Às vezes, passamos dias em busca de uma solução, girando em círculos. E então, numa conversa despretensiosa, uma frase solta acende uma luz. Aquela faísca não viria sozinha. É o outro — com sua visão, sua bagagem, seu jeito — que nos provoca o novo.
Boas ideias nascem da mistura. Do café entre colegas, do papo de corredor, da reunião em que se escutou mais do que se falou. Elas se alimentam da confiança e do afeto. Porque é quando nos sentimos seguros que ousamos pensar diferente.

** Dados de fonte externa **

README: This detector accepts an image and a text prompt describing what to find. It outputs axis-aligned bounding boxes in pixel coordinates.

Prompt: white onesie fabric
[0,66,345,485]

Reunir-se com pessoas boas é mais do que uma estratégia: é um gesto de inteligência coletiva. É aceitar que não pensamos melhor sozinhos. Que o futuro se constrói a muitas mãos — e muitas mentes.
Então, se quiser inovar, comece por aí: escolha bem com quem caminha. Porque é nesses encontros que o mundo se reinventa.